Primary schooling is the earliest stage of education in a child’s life, aside from nursery, pre-schooling or kindergarten programs. It is an important phase in the learning process because it teaches children the basics of reading, writing and math that they need for later education and life in general.
Because primary schools are the foundation of an entire educational system’s organization, attention to their efficacy is critical. Comparing primary education in the U.S. to that of a developing country such as Somalia provides interesting insight into the reasons that higher education in both countries may differ so significantly.
From the beginning of formal schooling, fewer children are receiving an education in Somalia. While education at the primary level is mandatory for all children in the U.S., roughly 42 percent of primary school aged children are enrolled in school.
In the U.S., primary school lasts from first to fifth grade, resulting in five years of fundamental education. In Somalia, however, primary school ends in fourth grade. Though schooling continues beyond these four years, many children do not. Dropping out before the fifth grade level becomes almost a social norm, as only 8 percent of Somali children enroll in secondary school.
Accessibility to education in Somalia and the U.S. accounts for these staggering differences. Public education is available to all students in the U.S., making the compulsory nature of schooling possible. However, due to the number of schools destroyed by civil war in Somalia, easily accessible education is not a luxury available to all Somali children.
The children that do attend school in Somalia also face obstacles that U.S. students do not encounter regularly. For example, the teacher-to-student ratio in primary schools in Somalia is one to 33. The average number of pupils per teacher in the U.S. is less than half of that, giving each student greater opportunity for individual attention.

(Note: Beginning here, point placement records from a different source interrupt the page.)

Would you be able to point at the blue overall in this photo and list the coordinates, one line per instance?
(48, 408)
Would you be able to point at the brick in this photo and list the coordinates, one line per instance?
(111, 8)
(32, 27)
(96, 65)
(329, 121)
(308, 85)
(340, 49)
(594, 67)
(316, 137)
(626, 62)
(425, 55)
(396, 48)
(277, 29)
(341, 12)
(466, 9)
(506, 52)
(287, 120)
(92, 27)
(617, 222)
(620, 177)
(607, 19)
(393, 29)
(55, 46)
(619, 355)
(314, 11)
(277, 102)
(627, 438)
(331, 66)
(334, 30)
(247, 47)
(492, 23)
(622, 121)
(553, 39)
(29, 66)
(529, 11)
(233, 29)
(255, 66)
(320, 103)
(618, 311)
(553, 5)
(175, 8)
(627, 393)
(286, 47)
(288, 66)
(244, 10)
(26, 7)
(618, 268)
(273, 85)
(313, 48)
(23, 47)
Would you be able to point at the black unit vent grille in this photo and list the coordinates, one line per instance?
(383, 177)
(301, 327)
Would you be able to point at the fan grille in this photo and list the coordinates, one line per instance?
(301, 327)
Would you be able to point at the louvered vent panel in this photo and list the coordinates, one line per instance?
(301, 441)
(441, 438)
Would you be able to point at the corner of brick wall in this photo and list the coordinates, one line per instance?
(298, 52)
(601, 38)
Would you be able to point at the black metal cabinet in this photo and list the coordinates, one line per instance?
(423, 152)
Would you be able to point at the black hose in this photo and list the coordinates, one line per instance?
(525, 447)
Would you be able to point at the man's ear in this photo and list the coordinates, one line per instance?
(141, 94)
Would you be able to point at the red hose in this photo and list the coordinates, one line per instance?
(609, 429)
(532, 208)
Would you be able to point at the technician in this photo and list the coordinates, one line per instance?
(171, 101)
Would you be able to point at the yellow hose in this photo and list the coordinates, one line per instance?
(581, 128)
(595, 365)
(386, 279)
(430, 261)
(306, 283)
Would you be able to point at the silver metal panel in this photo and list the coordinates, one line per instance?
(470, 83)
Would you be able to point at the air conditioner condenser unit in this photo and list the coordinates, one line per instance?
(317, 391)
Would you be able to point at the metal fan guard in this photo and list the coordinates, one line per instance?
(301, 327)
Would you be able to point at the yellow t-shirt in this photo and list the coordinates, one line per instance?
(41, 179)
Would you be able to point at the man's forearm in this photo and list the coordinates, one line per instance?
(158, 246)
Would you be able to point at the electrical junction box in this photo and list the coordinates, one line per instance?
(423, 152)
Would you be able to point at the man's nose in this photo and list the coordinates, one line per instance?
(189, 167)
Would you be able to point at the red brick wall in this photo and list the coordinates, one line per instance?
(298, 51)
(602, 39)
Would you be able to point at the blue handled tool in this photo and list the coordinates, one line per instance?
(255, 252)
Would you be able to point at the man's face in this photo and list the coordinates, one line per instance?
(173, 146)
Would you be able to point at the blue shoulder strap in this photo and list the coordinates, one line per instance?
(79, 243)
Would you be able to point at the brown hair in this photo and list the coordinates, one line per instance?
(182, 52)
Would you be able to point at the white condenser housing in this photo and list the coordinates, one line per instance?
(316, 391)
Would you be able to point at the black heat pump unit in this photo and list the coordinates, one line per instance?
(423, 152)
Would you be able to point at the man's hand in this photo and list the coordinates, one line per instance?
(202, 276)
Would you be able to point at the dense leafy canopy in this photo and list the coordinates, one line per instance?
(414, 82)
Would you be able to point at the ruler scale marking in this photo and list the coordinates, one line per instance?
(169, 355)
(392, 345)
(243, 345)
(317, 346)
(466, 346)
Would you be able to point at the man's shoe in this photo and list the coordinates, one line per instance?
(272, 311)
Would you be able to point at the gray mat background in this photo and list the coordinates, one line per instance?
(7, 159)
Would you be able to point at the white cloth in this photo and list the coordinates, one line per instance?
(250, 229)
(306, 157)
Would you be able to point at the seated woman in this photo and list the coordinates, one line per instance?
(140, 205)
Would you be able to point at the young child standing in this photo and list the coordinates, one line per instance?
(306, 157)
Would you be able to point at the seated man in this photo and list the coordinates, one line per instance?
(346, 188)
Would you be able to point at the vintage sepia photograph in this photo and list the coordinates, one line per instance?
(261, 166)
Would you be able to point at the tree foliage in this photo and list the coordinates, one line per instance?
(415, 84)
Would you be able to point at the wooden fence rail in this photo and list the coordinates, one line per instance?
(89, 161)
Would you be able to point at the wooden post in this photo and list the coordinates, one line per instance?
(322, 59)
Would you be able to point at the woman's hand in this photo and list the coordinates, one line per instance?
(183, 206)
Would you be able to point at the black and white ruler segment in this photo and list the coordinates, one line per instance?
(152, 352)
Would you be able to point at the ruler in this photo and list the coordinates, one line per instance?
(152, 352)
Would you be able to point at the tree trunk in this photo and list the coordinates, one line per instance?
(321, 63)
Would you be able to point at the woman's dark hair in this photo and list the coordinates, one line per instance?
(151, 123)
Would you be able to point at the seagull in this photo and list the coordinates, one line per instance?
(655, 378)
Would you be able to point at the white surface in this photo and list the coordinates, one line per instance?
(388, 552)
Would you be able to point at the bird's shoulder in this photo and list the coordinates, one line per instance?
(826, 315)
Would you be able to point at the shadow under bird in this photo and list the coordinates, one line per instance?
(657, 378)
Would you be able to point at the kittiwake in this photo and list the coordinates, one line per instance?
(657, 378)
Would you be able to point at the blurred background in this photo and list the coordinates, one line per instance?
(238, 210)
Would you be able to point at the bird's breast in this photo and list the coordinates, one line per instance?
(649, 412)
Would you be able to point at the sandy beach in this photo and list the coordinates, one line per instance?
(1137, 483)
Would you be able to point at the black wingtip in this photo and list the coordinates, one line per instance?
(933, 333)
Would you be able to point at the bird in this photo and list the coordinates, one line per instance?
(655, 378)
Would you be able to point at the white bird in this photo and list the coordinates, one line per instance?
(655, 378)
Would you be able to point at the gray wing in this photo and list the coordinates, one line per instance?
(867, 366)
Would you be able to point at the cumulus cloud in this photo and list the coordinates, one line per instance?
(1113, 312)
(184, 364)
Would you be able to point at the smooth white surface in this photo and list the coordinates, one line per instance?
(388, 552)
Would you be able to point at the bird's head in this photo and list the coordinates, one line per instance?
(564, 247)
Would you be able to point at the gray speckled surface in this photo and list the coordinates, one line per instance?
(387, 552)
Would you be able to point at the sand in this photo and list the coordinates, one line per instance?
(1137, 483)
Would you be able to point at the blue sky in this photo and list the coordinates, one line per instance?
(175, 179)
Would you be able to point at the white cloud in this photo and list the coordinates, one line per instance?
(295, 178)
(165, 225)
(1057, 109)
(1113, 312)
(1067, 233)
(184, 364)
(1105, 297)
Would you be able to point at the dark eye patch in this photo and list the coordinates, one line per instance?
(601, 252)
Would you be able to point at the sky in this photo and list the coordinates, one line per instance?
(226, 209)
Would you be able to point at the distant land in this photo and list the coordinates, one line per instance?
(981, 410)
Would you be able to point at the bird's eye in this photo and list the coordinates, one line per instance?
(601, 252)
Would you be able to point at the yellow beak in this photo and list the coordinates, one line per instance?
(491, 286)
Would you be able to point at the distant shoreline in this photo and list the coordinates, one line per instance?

Gender inequality is also apparent in the Somali education system. The current social barriers in Somalia do not encourage women to receive an education, so it is not surprising that less than 36 percent of students are female. Because schooling is mandated by U.S. laws, gender disparity is not a noticeable issue in American primary schools.
Other issues U.S. pupils are less likely to face are disparity of textbooks and other learning materials, a lack of qualified teachers and unstandardized curricula.
In the U.S., curricula are standardized by state. Education at the primary level does not vary too much. Most students learn to read and write at the same age and acquire the same basic skill sets during first through fifth grade.
Consistency is lacking among primary schools in Somalia. What one child learns in second grade may be completely different from what another child learns in second grade at a different school. The lack of a standardized curriculum makes country-wide assessments difficult. Even though the Ministry of Education in Somalia would like to rebuild the educational system, the absence of standardization does not provide an adequate place to start making improvements.
A good place to start may be government funding. Public schools in the U.S. are government funded, but many of the primary schools in Somalia cannot function without receiving at least some financial support from students’ parents. A child raised in a poor family may not be able to afford primary education.
The quality of public education varies in the U.S. depending on the economic state of the school’s area, but public education is always available. In order to provide the most help to the Somali educational system, aid should be given to ensure that some sort of schooling is always available to children, especially at a young age.
The good news is that many U.S. aid programs are working to rebuild schools in Somalia.
SAFE, the Somali and American Fund for Education, works with schools in Somalia to ensure their credibility as learning institutions. The organization looks at the community’s involvement in their local schools and awards certain areas money to fund construction of new school buildings. The even better news is that these schools include all levels of learning through twelfth grade, including primary education.